Is there a more efficient way to do this operation? I would also like to utilize more CPU power and achieve a higher framerate.

Answer 1

There is an obvious problem in the accepted answer because the last coordinates that we can see are [539, 677]. Well, there is neither a green pixel at (539,677) nor at (677,539). The problem here is, that it checks if the condition is somewhere True in the RGB value. If only one value is True, then all the others are True as well.

def argwhere(pic, color):
    a = np.argwhere(pic == color)
    return np.delete(a, 2, 1)



exa2 = argwhere(pic=img, color=[0, 255, 0])
for e in exa2:
    if np.sum(img[e[0], e[1]]) != 255:
        print(img[e[0], e[1]])
# ....
# [0 0 0]
# [0 0 0]
# [0 0 0]
# [0 0 0]
# [0 0 0]
# [255 255 255]
# [255 255 255]
# [255 255 255]
# [255 255 255]
# [255 255 255]
# [255 255 255]
# ....

This week, I found out about Numexpr https://github.com/pydata/numexpr (thanks to Stackoverflow), and wrote a little function which is 5x faster than np.argwhere(image == [0,255,0]) and probably a 100 times faster than PIL. And what's even better: it checks all RGB values :)

import numexpr
import numpy as np


def search_colors(pic, colors):
    colorstosearch = colors
    red = pic[..., 0]
    green = pic[..., 1]
    blue = pic[..., 2]
    wholedict = {"blue": blue, "green": green, "red": red}
    wholecommand = ""
    for ini, co in enumerate(colorstosearch):
        for ini2, col in enumerate(co):
            wholedict[f"varall{ini}_{ini2}"] = np.array([col]).astype(np.uint8)
        wholecommand += f"((red == varall{ini}_0) & (green == varall{ini}_1) & (blue == varall{ini}_2))|"
    wholecommand = wholecommand.strip("|")
    expre = numexpr.evaluate(wholecommand, local_dict=wholedict)
    exa = np.array(np.where(expre)).T[::-1]
    return np.vstack([exa[..., 1], exa[..., 0]]).T


import cv2

path = r"C:\Users\Gamer\Documents\Downloads\jFDSk.png"
img = cv2.imread(path)
exa1 = search_colors(pic=img, colors=[(0, 255, 0)])
coords = exa1[np.where(np.max(exa1[..., 1]))[0]]
print(coords)
#array([[324,  66]], dtype=int64) 

It is blazing fast: (1 ms / Intel i5)

%timeit search_colors(pic=img, colors=[(0,255,0)])
1.05 ms ± 7.97 µs per loop (mean ± std. dev. of 7 runs, 1,000 loops each)

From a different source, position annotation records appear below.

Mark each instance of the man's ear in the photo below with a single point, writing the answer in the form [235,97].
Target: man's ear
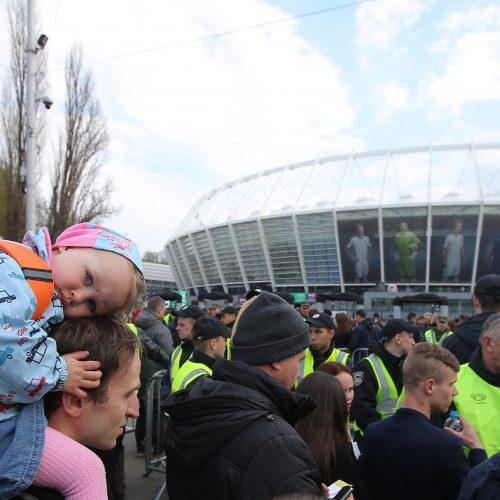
[59,250]
[72,405]
[213,344]
[429,386]
[275,366]
[486,343]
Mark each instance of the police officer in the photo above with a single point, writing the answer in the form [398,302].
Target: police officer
[378,379]
[209,339]
[186,317]
[438,333]
[322,348]
[478,386]
[486,301]
[228,316]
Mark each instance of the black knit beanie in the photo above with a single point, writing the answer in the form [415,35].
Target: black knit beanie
[268,330]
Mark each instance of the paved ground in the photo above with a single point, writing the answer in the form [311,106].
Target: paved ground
[138,486]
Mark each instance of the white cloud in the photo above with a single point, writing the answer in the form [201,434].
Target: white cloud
[231,105]
[379,24]
[392,97]
[472,74]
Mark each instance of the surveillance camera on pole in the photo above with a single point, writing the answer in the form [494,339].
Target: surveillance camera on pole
[32,50]
[45,100]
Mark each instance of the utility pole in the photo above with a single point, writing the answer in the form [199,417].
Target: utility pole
[30,124]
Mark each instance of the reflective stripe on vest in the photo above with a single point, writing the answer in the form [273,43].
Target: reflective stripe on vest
[430,336]
[189,372]
[175,360]
[445,336]
[386,398]
[387,394]
[479,402]
[36,272]
[307,363]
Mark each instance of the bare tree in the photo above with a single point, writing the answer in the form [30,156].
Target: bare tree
[76,194]
[13,125]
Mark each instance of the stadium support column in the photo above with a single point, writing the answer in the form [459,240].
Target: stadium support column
[267,256]
[216,260]
[339,249]
[479,231]
[380,221]
[300,253]
[174,265]
[429,222]
[186,264]
[238,257]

%timeit argwhere(pic=img, color=[0, 255, 0])
4.68 ms ± 63.6 µs per loop (mean ± std. dev. of 7 runs, 100 loops each)

Answer 2

def get_last_pixel(image, rgb):
    color_rows, color_cols = np.where((image[:, :, 0] == rgb[0]) & (image[:, :, 1] == rgb[1]) & (
        image[:, :, 2] == rgb[2]))  # Get coordinates of pixels wit the requested rgb value
    if len(color_rows) == 0:
        raise Exception("no pixels of the requested color")
    row_max = np.argmax(color_rows)  # Find the index of the biggest row
    pixel_coords = (color_rows[row_max], color_cols[row_max])
    return pixel_coords


example_input = cv2.imread("example_input.png")
last_green = get_last_pixel(example_input, (0, 255, 0))
example_output = cv2.circle(
    example_input, last_green[::-1], radius=5, color=(0, 0, 255), thickness=1)
cv2.imwrite("example_output.png", example_output)

Example input:

Example output:

Answer 3

Avoid loops, use numpy!

You can use numpy's argwhere(). The statement returns an array of coordinates where a certain condition is satified.

a = np.argwhere(image == [0,255,0])

# returns array a with three columns,
# since you need only the coordinates, you can delete the third column:
a = np.delete(a, 2, 1)  # delete third column in a

a would return following sample:

array([[  0,  18],
       [  0,  19],
       [  0,  21],
       ...,
       [539, 675],
       [539, 677],
       [539, 677]], dtype=int64)

The above returns coordinates where the green pixel values [0, 255, 0] are present.

Based on the returned coordinates, you can filter the ones closer to the bottom of the image.